By The Malaysian Insider

Only this morning Datuk Seri Najib Razak insisted that Malaysia should not apologise for its democracy, and lamented that perhaps there was too much democracy due to personal snipes against him by opposition leaders and critics using social media.

Hours later, came the staggering revelation that Tun Dr Mahathir Mohamad had opposed the Internal Security Act (ISA) and wanted to scrap it.

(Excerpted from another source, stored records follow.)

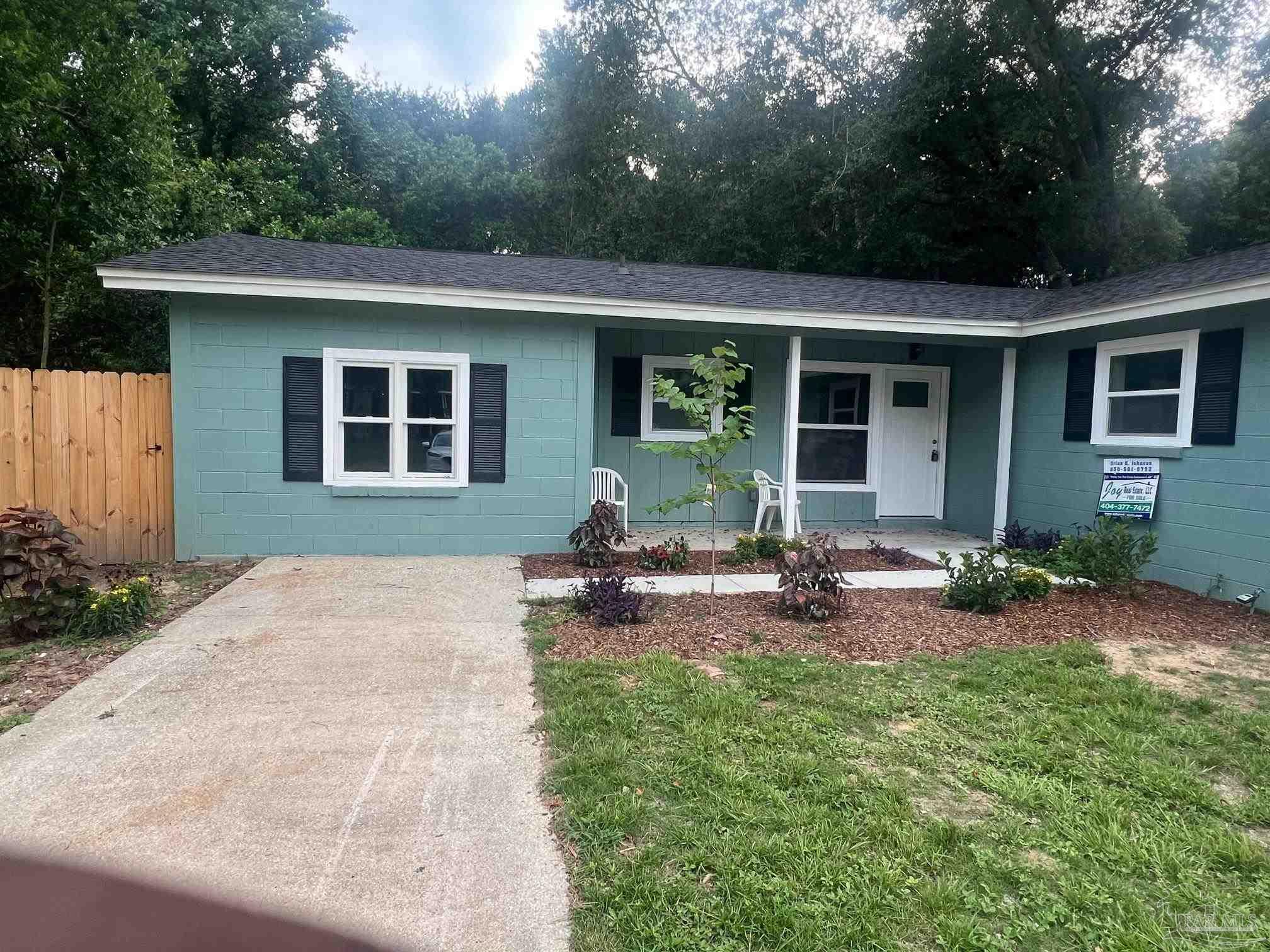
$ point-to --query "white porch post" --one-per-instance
(789, 475)
(1005, 437)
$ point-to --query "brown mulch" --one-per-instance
(45, 674)
(887, 625)
(563, 565)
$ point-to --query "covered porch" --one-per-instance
(874, 432)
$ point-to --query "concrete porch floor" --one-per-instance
(922, 543)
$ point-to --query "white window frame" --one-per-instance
(652, 365)
(1186, 342)
(398, 362)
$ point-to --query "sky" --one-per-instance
(446, 43)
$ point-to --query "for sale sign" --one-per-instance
(1130, 488)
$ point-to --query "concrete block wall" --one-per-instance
(230, 498)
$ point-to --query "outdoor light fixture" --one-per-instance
(1250, 599)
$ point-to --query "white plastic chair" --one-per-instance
(604, 485)
(770, 498)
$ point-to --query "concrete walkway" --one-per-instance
(348, 740)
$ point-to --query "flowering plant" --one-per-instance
(671, 555)
(118, 611)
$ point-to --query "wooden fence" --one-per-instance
(96, 450)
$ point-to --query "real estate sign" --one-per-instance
(1130, 488)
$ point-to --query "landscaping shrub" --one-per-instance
(980, 584)
(597, 536)
(745, 552)
(112, 613)
(42, 573)
(1027, 540)
(1110, 555)
(1032, 584)
(892, 555)
(671, 555)
(610, 599)
(811, 581)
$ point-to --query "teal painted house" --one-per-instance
(332, 399)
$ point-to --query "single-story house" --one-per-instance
(333, 399)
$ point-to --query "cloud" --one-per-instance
(446, 42)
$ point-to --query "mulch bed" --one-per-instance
(32, 682)
(563, 565)
(887, 625)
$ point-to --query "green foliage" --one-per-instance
(42, 573)
(1112, 553)
(597, 537)
(980, 583)
(745, 551)
(672, 555)
(811, 581)
(113, 613)
(709, 398)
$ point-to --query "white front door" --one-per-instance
(910, 453)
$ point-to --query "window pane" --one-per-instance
(366, 391)
(430, 448)
(366, 447)
(911, 392)
(663, 417)
(1145, 417)
(833, 398)
(430, 394)
(1160, 370)
(832, 456)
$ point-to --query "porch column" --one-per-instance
(789, 475)
(1005, 436)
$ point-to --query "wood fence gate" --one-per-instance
(96, 448)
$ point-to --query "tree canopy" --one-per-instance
(1000, 141)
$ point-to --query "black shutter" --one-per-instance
(1078, 412)
(301, 419)
(627, 383)
(1217, 387)
(488, 413)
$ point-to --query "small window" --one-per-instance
(833, 427)
(395, 417)
(1143, 390)
(658, 419)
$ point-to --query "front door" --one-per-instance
(908, 470)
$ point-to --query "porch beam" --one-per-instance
(789, 477)
(1005, 439)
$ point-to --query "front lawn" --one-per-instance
(1021, 799)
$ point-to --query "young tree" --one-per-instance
(723, 427)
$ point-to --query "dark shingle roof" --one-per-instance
(249, 256)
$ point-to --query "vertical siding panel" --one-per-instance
(94, 414)
(167, 535)
(25, 488)
(76, 458)
(131, 468)
(112, 423)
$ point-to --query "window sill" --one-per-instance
(1137, 450)
(432, 492)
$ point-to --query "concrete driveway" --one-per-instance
(348, 740)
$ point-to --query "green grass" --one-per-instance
(1005, 800)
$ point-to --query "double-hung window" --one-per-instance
(658, 419)
(1145, 390)
(833, 426)
(395, 418)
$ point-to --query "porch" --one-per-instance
(878, 432)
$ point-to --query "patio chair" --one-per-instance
(770, 498)
(604, 485)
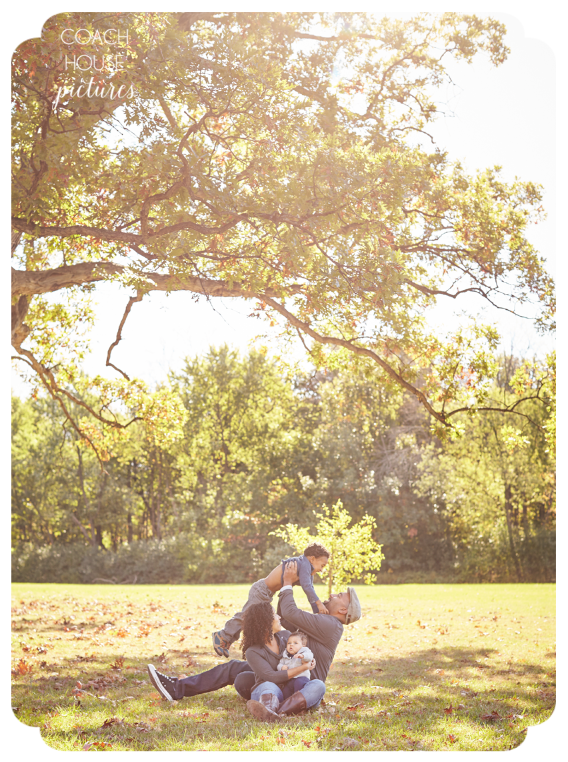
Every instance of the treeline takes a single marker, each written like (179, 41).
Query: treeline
(261, 448)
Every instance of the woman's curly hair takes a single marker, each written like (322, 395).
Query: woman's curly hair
(257, 625)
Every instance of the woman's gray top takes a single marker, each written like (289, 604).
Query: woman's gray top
(264, 662)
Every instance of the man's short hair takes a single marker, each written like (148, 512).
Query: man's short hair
(316, 549)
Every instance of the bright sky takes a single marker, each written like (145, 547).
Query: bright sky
(501, 115)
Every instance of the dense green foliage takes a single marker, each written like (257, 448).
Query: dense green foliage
(262, 448)
(354, 552)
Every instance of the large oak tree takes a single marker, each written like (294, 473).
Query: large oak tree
(281, 157)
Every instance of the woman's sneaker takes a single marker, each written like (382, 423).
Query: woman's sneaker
(220, 645)
(162, 683)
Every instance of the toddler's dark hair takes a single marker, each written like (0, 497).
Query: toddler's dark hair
(316, 550)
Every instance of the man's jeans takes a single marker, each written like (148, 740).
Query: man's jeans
(313, 692)
(234, 672)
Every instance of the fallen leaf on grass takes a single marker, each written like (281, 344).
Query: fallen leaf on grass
(22, 668)
(112, 721)
(491, 717)
(349, 743)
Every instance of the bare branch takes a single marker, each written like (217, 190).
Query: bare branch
(363, 351)
(137, 298)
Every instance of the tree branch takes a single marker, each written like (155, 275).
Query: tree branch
(363, 351)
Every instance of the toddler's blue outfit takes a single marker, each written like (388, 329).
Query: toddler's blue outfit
(288, 661)
(304, 569)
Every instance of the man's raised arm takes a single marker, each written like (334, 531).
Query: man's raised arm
(322, 627)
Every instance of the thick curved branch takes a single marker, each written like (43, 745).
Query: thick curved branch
(103, 234)
(363, 351)
(34, 282)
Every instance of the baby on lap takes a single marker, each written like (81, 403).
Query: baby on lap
(296, 654)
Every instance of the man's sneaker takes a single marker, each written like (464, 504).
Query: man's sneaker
(220, 645)
(162, 683)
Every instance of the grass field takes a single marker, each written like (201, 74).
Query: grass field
(431, 667)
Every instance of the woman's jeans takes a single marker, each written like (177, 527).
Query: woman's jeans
(313, 692)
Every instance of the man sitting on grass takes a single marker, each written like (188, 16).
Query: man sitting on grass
(313, 560)
(324, 632)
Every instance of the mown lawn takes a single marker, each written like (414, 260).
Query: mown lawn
(430, 667)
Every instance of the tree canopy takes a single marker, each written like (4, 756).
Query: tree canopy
(280, 157)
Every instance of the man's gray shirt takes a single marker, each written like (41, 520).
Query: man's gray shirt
(323, 630)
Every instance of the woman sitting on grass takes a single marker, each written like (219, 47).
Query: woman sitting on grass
(263, 645)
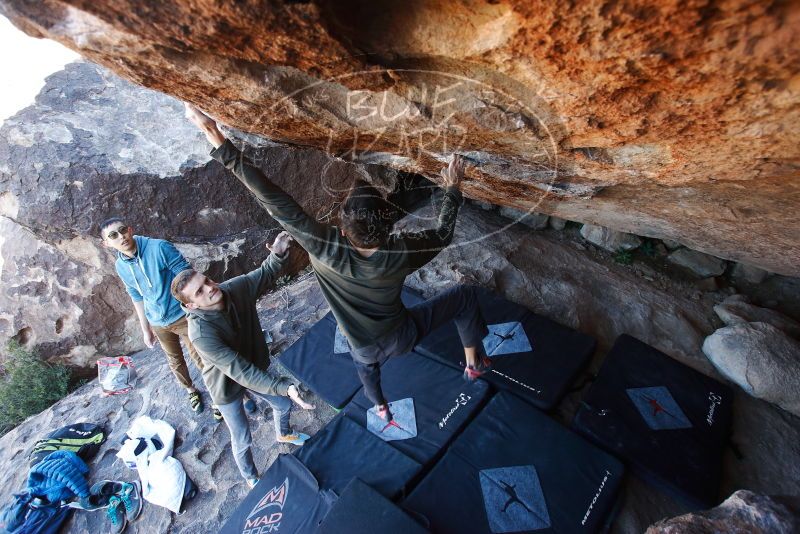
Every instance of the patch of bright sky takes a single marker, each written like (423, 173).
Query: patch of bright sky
(25, 64)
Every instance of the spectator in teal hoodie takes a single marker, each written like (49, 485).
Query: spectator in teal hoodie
(147, 267)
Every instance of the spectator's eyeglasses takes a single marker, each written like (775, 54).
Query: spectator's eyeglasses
(112, 235)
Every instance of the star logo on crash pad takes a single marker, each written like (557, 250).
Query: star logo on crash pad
(506, 338)
(402, 426)
(658, 408)
(513, 499)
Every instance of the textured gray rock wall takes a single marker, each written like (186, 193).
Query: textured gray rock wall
(94, 146)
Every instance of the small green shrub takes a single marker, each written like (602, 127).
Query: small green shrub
(282, 281)
(28, 386)
(623, 257)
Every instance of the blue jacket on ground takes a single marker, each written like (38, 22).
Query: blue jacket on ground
(148, 275)
(60, 476)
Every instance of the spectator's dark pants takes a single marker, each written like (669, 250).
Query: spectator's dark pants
(459, 303)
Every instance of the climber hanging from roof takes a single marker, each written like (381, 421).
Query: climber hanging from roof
(361, 266)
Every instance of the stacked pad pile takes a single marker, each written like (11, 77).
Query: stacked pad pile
(458, 457)
(321, 360)
(532, 356)
(669, 422)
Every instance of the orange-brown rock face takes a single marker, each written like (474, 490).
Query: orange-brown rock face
(678, 120)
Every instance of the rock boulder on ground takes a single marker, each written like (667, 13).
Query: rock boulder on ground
(735, 310)
(760, 358)
(742, 512)
(557, 223)
(703, 265)
(609, 239)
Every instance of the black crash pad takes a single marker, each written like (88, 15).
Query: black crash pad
(670, 422)
(321, 360)
(441, 403)
(532, 356)
(362, 510)
(514, 469)
(287, 499)
(343, 450)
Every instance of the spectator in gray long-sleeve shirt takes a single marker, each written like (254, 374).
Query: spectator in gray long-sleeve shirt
(361, 267)
(225, 329)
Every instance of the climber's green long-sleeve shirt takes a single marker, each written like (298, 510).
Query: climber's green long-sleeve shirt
(230, 341)
(363, 293)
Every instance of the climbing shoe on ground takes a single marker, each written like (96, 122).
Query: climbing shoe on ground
(196, 402)
(101, 492)
(295, 438)
(116, 515)
(471, 373)
(131, 495)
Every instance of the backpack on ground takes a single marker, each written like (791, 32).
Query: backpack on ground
(84, 439)
(31, 515)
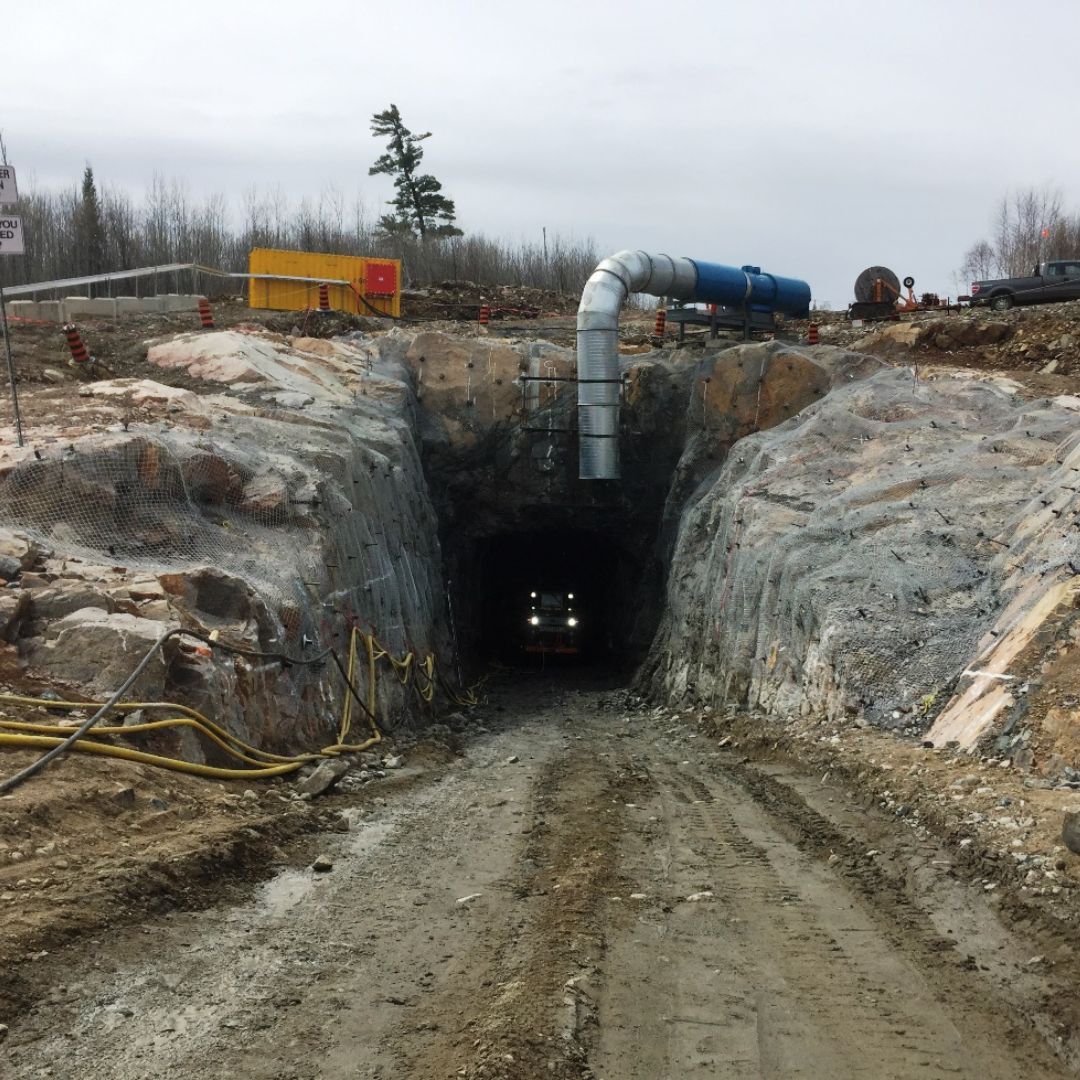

But the police held firm and he faltered.

The country’s longest-serving Inspector-General of Police, Tun Hanif Omar, backed up Dr Mahathir’s claims, saying that he had also turned down a similar request from the former prime minister’s protege-turned-foe Datuk Seri Anwar Ibrahim.

Incredibly, Dr Chandra Muzaffar said the same, although the trenchant critic of the security law noted his support that Dr Mahathir had nothing to do with the 1987 ISA crackdown was only limited to the first 60 days.

“The first 60 days of arrest was a police operation,” said the former Universiti Malaya academic.

In the space of a few hours and nearly 24 years after Ops Lalang, we find out that Dr Mahathir wasn’t as powerful as we thought.

That the police could resist his word on scrapping a law once reserved for communists but now used in the name of national security to detain anyone — from opposition figures to counterfeiters, radical Muslims, Shiites and a nuclear parts salesman.

So who can we believe now? That we are a democracy where elected lawmakers hold sway? That the executive holds the power together with the legislative and the judiciary as is in any democracy.

Which would stand to reason why judicial review was removed from the ISA statutes in 1989 when Dr Mahathir was still prime minister.